第4話

チャプター4
42
2022/08/18 12:47
 自身の義手を見つめるめぐり。



「そして、私の左腕にはもう1つ能力がある」

 ここからが本題とでも言うように、めぐりは言葉を紡ぎ始める。

「私がこの義手で触れた者の記憶を“消去”することもできるのよ」

 記憶の消去。読み取るだけではなく、消しさることもできる力。使いようによっては、癒やしにも、攻撃にも使う事ができる能力は、めぐりにとって切り札とでも言うべき能力だった。

「ともかく、私がこの義手であなたに触れれば、あなたの犯した罪自体は消えなくても、あなたを苦しめている記憶やトラウマをあなたの心から“消去”して、精神的な苦痛を取り除いてあげることができるわ」

「記憶の消去……そんなこと、できるわけが……」

「あら、超スピードはできるのなら、記憶の消去ができない道理はないと思うけれど?」

「…………」

「さぁ、勝負のルールを確認しましょうか。あなたが、私が落ちるより早く私の所に辿り着いたら私の勝ち。そして私が義手であなたに触れれば、あなたと、そして私の勝ち」

 自分と少女を交互に指差しながら、不敵な笑みを浮かべるめぐり。

「どう? 面白いルールでしょう?」

「な、なによその変なルール……」

「そう? 自信あったのだけれど」

「……ていうか、さっきの男の子が言ってたように、私が嘘をついていたらどうするの? 大体、私があなたを必ず助けると決まったわけじゃ――」

 ニヤリとめぐりが笑った。そして、



 トンッ! っと軽やかに地面を蹴る音。

 次の瞬間、めぐりは横方向にスライドするように、軽くジャンプしながら屋上の“外”に出た。



「危ないッ!!」



 おさげ少女が絶叫する。



 どれくらい時間が経ったのか。宙ぶらりんになっためぐりが我に返り、ゆっくりと上を見た。

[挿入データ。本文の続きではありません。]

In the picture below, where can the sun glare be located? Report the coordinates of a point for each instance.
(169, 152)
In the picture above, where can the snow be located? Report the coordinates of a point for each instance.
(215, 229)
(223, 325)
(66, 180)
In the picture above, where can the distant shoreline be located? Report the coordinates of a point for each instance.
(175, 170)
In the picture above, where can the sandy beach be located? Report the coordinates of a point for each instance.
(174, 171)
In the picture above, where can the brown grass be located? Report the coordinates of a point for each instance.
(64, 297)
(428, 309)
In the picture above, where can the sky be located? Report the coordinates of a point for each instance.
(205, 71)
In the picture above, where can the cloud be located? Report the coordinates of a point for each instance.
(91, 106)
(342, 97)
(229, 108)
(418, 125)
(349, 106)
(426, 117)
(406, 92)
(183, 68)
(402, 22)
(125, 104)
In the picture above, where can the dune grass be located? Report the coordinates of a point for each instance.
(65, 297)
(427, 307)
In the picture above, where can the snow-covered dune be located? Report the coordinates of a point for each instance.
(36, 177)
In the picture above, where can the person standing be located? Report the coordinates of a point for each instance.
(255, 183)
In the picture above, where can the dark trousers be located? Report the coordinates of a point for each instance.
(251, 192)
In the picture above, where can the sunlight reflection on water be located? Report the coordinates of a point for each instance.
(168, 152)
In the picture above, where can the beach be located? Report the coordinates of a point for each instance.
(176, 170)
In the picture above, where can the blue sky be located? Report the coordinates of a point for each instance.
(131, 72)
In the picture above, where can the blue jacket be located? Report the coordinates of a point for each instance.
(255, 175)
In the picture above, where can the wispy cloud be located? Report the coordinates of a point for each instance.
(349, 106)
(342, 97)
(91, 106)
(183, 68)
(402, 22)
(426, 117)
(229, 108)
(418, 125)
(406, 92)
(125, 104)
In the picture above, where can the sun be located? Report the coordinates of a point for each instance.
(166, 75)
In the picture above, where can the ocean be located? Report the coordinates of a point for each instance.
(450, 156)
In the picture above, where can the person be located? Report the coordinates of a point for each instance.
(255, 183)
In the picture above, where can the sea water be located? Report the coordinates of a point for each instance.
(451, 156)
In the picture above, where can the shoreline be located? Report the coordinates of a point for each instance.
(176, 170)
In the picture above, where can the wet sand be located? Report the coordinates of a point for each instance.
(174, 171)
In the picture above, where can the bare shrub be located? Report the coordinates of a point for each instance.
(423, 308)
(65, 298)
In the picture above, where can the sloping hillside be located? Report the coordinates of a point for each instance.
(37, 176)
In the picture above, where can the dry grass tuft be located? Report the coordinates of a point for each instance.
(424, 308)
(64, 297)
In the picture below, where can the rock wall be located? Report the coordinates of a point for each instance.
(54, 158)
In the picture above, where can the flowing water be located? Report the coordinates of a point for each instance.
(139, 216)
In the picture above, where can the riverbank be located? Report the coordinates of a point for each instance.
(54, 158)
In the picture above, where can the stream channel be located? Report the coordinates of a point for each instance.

 すると、そこには必死の表情で自分の右腕を両手で掴む、おさげ少女の姿が有った。



「すごい……!!あなた、本当に“超速移動”ができるのね!」

「い……今はそんなこと言ってる場合じゃない!!早くどこかに足をつけるか、もう片方の腕でどこかに掴まって!私の力だけじゃ、もう支えきれない!!」



「無理よ。ここまできたら二人ともどうせ手遅れよ?」



「え?」



「二人で一緒に墜ちていきましょう?」



 そう言いながら、自分の左の義手を伸ばし、おさげ少女の腕に軽く触れた。

 その瞬間。



 キィィ……ンンン……!



 二人の頭の中か、それとも心の中で、不思議な音が反射して響き渡った。



「うっ……!!」



「あっあれ……?ここどこ……なんで私、ここに……?」



 突然、不思議そうな顔をして周囲を見渡すおさげ少女。

 しかしやがて、自らの両腕が感じる人一人分の猛烈な質量に気付く。



「えっなにこれ……ってうわああああああああああああああああ!!!」



 おさげ少女はめぐりの腕を掴んだまま完全にバランスを崩し、絶叫しながら落下していった。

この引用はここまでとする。